Altagracia Andújar, una maestra

Altagracia Andújar, una maestra

LOURDES CAMILO DE CUELLO
T e levantaste muy temprano. Tu mamá permanece todavía entre todas las cosas que rodean a una anciana: su sillón, sus almohadas, su mesita de noche, sus chancletas y muchas pequeñas cosas que el tiempo acumula sobre el estrecho espacio de las mesitas de noche de las madres. Necesita de tu ayuda pues apenas puede caminar. Preparas su baño y te mueves rápidamente a la cocina por el desayuno. ¡Huy! Te duele la cabeza y piensas que con un calmante todo estará arreglado porque debes disponerte para ir al trabajo. 

Al fin sales con tu bulto de trabajo engordado por tantos papeles, caminas hasta la parada del autobús más cercana y esperas, con tu inseparable sombrilla, por una de las guaguas que sueles ocupar para trasladarte a la Secretaría.
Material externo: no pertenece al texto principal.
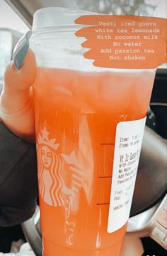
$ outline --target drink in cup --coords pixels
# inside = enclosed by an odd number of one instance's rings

Llegas como siempre, alegre, dispuesta a la misión que satisfarás en las próximas horas.

Hoy te toca supervisar unas escuelas más allá de Altamira; sabes que a donde vas sólo se llega sobre animales de carga.  No te sientes bien, pero tienes que cumplir.

“No, no, no, a los niños y niñas no se les regaña por errores o equivocaciones; se les anima a corregirlos, a trabajar en grupos con otros niños y niñas para que los más adelantados ayuden a los más atrasados” eran tus palabras reiteradas una y otra vez en cada aula, en cada escuela donde más de un maestro o maestra traslada su propio drama y lo convierte en equívocos recursos pedagógicos.

Tarde, muy tarde, ya de noche, regresaste para volver al otro día a otras aulas, a otras escuelas para hablarles a los maestros y maestras del nuevo currículum, de los actos de habla, de los textos, de las competencias.

Mientras los dolores ahora se acercan al oído y el monstruo se te mete en el cuerpo.

Te mutilan, te hacen morir a pedazos y por partes, para que sigas viviendo. 

Nada te hizo cambiar. Generosa, fraterna, alegre, valiente. Maestra. Así fuiste hasta el final.